# Maximum Likelihood Estimation

Maximum Likelihood Estimation, simply known as MLE, is a traditional probabilistic approach that can be applied to data belonging to any distribution, i.e., Normal, Poisson, Bernoulli, etc. With prior assumption or knowledge about the data distribution, Maximum Likelihood Estimation helps find the most likely-to-occur distribution parameters. For instance, let us say we have data that is assumed to be normally distributed, but we do not know its mean and standard deviation parameters. Maximum Likelihood Estimation iteratively searches the most likely mean and standard deviation that could have generated the distribution. Moreover, Maximum Likelihood Estimation can be applied to both regression and classification problems. 
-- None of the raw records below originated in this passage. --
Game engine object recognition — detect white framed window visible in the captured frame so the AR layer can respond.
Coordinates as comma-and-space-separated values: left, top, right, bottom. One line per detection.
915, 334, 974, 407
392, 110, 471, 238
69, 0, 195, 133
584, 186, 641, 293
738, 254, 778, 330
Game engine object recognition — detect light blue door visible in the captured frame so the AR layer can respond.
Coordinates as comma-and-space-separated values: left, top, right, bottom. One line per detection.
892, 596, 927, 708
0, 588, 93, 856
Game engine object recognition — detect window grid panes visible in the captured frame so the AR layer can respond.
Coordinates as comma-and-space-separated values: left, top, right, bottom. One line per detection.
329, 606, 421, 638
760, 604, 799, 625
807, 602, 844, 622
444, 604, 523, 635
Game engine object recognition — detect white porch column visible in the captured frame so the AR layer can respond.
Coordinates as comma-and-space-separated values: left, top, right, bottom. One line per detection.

Therefore, Maximum Likelihood Estimation is simply an optimization algorithm that searches for the most suitable parameters. Since we know the data distribution a priori, the algorithm attempts iteratively to find its pattern. The approach is much generalized, so that it is important to devise a user-defined Python function that solves the particular machine learning problem. 
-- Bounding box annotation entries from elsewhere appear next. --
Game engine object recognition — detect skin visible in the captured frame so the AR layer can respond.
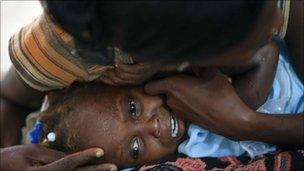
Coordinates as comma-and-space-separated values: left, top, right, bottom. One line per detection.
0, 1, 304, 170
0, 145, 117, 171
54, 84, 185, 167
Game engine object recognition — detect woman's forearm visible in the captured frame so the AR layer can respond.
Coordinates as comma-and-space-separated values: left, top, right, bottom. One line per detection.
247, 112, 304, 148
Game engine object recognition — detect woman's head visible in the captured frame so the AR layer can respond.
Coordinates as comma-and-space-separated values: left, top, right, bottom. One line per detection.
37, 83, 185, 167
42, 1, 279, 66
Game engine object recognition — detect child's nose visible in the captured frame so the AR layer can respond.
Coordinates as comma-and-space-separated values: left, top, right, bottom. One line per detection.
142, 114, 160, 138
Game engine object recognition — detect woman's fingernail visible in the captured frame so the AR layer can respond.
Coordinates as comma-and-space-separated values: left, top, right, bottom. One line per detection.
96, 149, 104, 158
110, 167, 117, 171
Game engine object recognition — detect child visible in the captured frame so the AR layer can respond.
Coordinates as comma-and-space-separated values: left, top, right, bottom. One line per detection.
27, 58, 304, 168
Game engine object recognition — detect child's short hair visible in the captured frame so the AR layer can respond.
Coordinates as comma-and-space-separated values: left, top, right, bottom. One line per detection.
38, 84, 87, 152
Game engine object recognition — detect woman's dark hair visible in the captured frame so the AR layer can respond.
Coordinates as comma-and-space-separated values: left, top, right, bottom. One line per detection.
43, 0, 264, 58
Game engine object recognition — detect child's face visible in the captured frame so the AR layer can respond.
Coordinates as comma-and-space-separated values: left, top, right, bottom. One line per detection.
72, 87, 185, 167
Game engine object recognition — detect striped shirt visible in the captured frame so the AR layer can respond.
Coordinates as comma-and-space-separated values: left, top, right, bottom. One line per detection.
9, 0, 290, 91
9, 13, 132, 91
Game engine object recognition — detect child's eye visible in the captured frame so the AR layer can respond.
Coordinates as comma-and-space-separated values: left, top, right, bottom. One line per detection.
130, 137, 140, 159
129, 98, 140, 119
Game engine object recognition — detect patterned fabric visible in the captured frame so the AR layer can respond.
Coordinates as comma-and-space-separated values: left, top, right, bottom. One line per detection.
136, 150, 304, 171
9, 13, 133, 91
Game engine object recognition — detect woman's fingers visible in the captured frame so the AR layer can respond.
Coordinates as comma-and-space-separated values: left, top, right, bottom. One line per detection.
37, 148, 104, 170
28, 145, 66, 163
115, 68, 147, 80
115, 63, 150, 74
75, 163, 118, 171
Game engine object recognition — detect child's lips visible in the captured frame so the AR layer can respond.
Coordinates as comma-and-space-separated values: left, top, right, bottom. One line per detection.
160, 109, 185, 145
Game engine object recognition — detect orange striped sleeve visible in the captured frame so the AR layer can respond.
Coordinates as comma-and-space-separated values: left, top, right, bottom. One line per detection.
9, 14, 91, 91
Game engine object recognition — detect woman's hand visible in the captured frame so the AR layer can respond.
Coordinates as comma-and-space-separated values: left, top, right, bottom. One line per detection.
98, 63, 159, 85
0, 145, 117, 171
145, 69, 255, 139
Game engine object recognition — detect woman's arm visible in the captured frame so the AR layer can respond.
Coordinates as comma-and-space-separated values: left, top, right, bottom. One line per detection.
285, 0, 304, 81
221, 42, 279, 110
248, 111, 304, 148
145, 73, 304, 148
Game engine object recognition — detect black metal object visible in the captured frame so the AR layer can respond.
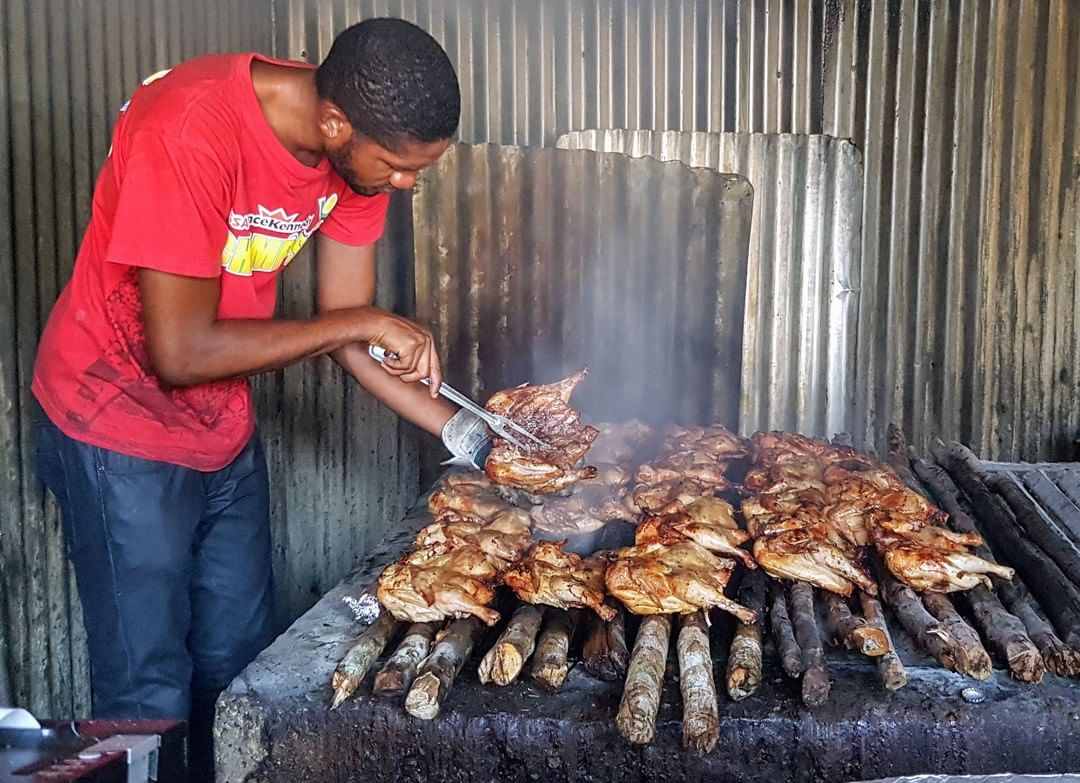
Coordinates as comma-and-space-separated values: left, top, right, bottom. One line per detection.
216, 488, 1080, 783
0, 720, 188, 783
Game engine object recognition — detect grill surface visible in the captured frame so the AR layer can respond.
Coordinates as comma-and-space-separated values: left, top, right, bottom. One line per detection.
218, 465, 1080, 783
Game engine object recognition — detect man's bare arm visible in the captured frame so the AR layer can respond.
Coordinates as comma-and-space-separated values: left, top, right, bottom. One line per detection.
315, 234, 457, 437
139, 264, 442, 393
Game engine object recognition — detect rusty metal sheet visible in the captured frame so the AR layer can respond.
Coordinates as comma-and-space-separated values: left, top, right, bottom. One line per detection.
557, 130, 863, 436
414, 145, 753, 434
822, 0, 1080, 460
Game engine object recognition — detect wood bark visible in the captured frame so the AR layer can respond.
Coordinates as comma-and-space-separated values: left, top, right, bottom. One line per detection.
405, 617, 485, 720
932, 443, 1080, 648
582, 606, 630, 681
531, 607, 581, 690
330, 611, 400, 710
676, 611, 720, 756
877, 566, 958, 672
616, 615, 672, 744
769, 580, 802, 678
823, 591, 889, 658
727, 568, 768, 701
477, 604, 543, 685
859, 590, 907, 690
374, 622, 442, 696
787, 582, 832, 707
922, 593, 994, 679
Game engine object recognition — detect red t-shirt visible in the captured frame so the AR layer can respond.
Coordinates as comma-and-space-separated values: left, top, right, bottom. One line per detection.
32, 54, 388, 471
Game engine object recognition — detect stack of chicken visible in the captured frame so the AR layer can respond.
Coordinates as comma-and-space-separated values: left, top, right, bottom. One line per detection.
530, 421, 652, 537
742, 432, 1012, 596
485, 370, 599, 495
606, 427, 756, 623
376, 473, 532, 625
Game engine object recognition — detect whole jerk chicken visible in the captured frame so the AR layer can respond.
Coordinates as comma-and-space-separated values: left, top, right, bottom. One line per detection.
743, 432, 1012, 595
605, 541, 757, 623
634, 498, 757, 568
485, 370, 599, 495
376, 545, 499, 625
502, 541, 617, 620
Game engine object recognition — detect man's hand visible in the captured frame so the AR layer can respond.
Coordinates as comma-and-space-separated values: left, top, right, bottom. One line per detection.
132, 269, 423, 391
368, 311, 443, 397
315, 233, 457, 437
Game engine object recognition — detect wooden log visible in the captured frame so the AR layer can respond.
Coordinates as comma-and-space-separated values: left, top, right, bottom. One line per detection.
922, 593, 994, 679
676, 611, 720, 756
477, 604, 543, 685
787, 582, 832, 707
405, 617, 485, 720
330, 611, 401, 710
930, 442, 1080, 592
582, 606, 630, 683
997, 580, 1080, 677
727, 568, 768, 701
373, 622, 442, 696
859, 590, 907, 690
932, 444, 1080, 648
824, 591, 889, 658
531, 607, 581, 690
878, 566, 958, 672
769, 580, 802, 678
962, 585, 1047, 683
912, 460, 1047, 683
1023, 470, 1080, 552
616, 615, 672, 744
## Regression on Normally Distributed Data

Here, we perform simple linear regression on synthetic data. The data is ensured to be normally distributed by incorporating some random Gaussian noises. Data can be said to be normally distributed if its residual follows the normal distribution—Import the necessary libraries.

In [None]:
!python -m pip install pip --upgrade --user -q
!python -m pip install numpy pandas seaborn matplotlib scipy statsmodels --user -q

In [None]:
import IPython
IPython.Application.instance().kernel.do_shutdown(True)

In [None]:
# import the necessary libraries
import numpy as np
import pandas as pd
from matplotlib import pyplot as plt
import seaborn as sns
from statsmodels import api
from scipy import stats
from scipy.optimize import minimize

Generate some synthetic data based on the assumption of Normal Distribution.

In [None]:
# create an independent variable 
x = np.linspace(-10, 30, 100)

# create a normally distributed residual
e = np.random.normal(10, 5, 100)

# generate ground truth
y = 10 + 4*x + e

df = pd.DataFrame({'x':x, 'y':y})
df.head()

Visualize the synthetic data on Seaborn’s regression plot.

In [None]:
# visualize data distribution
sns.regplot(x='x', y='y', data = df)
plt.show()

## Solve by OLS approach

The data is normally distributed, and the output variable is a continuously varying number. Hence, we can use the Ordinary Least Squares (OLS) method to determine the model parameters and use them as a benchmark to evaluate the Maximum Likelihood Estimation approach. Apply the OLS algorithm to the synthetic data and find the model parameters.

In [None]:
features = api.add_constant(df.x)
model = api.OLS(y, features).fit()
model.summary()

We get the intercept and regression coefficient values of the simple linear regression model. Further, we can derive the standard deviation of the normal distribution with the following codes.

In [None]:
# find the std dev
res = model.resid
standard_dev = np.std(res)
standard_dev

## Solve by MLE approach

Define a user-defined Python function that can be iteratively called to determine the negative log-likelihood value. The key idea of formulating this function is that it must contain two elements: the first is the model building equation (here, the simple linear regression). The second is the logarithmic value of the probability density function (here, the log PDF of normal distribution). Since we need negative log-likelihood, it is obtained just by negating the log-likelihood.

In [None]:
# MLE

def MLE_Norm(parameters):
  const, beta, std_dev = parameters
  pred = const + beta*x

  LL = np.sum(stats.norm.logpdf(y, pred, std_dev))
  neg_LL = -1*LL
  return neg_LL

Minimize the negative log-likelihood of the generated data using the minimize method available with SciPy’s optimize module.

In [None]:
mle_model = minimize(MLE_Norm, np.array([2,2,2]), method='L-BFGS-B')
mle_model